Reputation: 411
I have some dummy data at 0.2 and 1 degree resolution. I would like to subsample foo to the same scale as foo1. Is there any easy way to average and regrid my lat and long coordinates somehow?
import pandas as pd
import xarray as xr
import matplotlib.pyplot as plt
#Set at 0.2 degree grids ish
freq=20
lats=240
lons=1020
time=pd.date_range('2000-01',periods=freq,freq='Y')
data=np.random.rand(freq,lats,lons)
lat=np.linspace(-19.5,19.5,lats)
lon=np.linspace(120,290,lons)
foo = xr.DataArray(data, coords=[time, lat,lon], dims=['time', 'lat','lon'])
foo.sel(time='2005',method='nearest').plot()
plt.show()
#Set at 1 degree grids
freq1=20
lats1=40 #Factor of 6 difference
lons1=170
time1=pd.date_range('2000-01',periods=freq1,freq='Y')
data1=np.random.rand(freq1,lats1,lons1)
lat1=np.linspace(-19.5,19.5,lats1)
lon1=np.linspace(120,290,lons1)
foo1 = xr.DataArray(data1, coords=[time1, lat1,lon1], dims=['time', 'lat','lon'])

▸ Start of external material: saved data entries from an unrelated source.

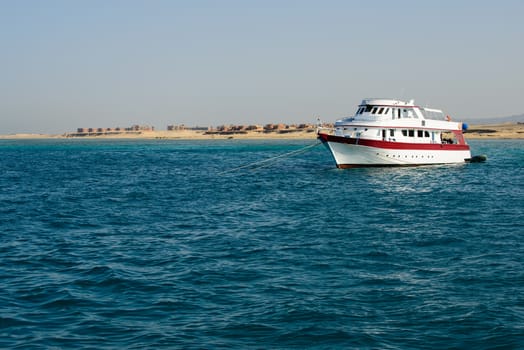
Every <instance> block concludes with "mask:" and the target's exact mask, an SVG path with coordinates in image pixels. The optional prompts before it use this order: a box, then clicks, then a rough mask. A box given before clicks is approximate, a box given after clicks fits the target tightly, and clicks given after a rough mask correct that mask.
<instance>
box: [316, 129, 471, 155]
mask: <svg viewBox="0 0 524 350" xmlns="http://www.w3.org/2000/svg"><path fill="white" fill-rule="evenodd" d="M318 138H319V139H320V140H321V141H322V142H337V143H346V144H350V145H359V146H367V147H374V148H383V149H407V150H433V151H435V150H440V151H468V150H469V146H468V145H456V144H440V143H407V142H391V141H379V140H367V139H357V138H352V137H341V136H335V135H328V134H322V133H319V134H318Z"/></svg>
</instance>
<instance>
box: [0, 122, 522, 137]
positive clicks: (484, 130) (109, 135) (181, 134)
mask: <svg viewBox="0 0 524 350" xmlns="http://www.w3.org/2000/svg"><path fill="white" fill-rule="evenodd" d="M464 137H465V138H466V140H468V139H470V140H478V139H524V123H500V124H474V125H471V126H470V127H469V128H468V130H467V131H466V132H465V133H464ZM315 138H316V132H315V130H311V129H309V130H301V131H293V132H283V133H281V132H278V131H274V132H260V131H247V132H227V133H212V134H209V133H207V132H205V131H201V130H169V131H168V130H165V131H164V130H162V131H141V132H140V133H121V134H109V135H93V136H91V135H90V136H69V135H68V133H65V134H61V135H53V134H31V133H20V134H9V135H0V140H19V139H22V140H23V139H28V140H29V139H75V140H76V139H78V140H82V139H89V140H93V139H130V140H133V139H164V140H227V139H239V140H265V139H267V140H271V139H281V140H300V139H303V140H310V139H315Z"/></svg>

foo1.sel(time='2005',method='nearest').plot()
plt.show()
Upvotes: 0
Views: 3653
Reputation: 806
Xarray can linearly interpolate latitudes and longitudes as if they were cartesian coordinates (as in your example above), but that isn't the same a proper geographical regridding. For that, you probably want to check out xesmf.
Upvotes: 2
Reputation: 411
I decided the easiest way would be to interp using the foo1 grid.
Thus:
foo2=foo.interp(lat=lat1).interp(lon=lon1)
foo2.sel(time='2005',method='nearest').plot()
Should produce an accurate subsampled gridded map.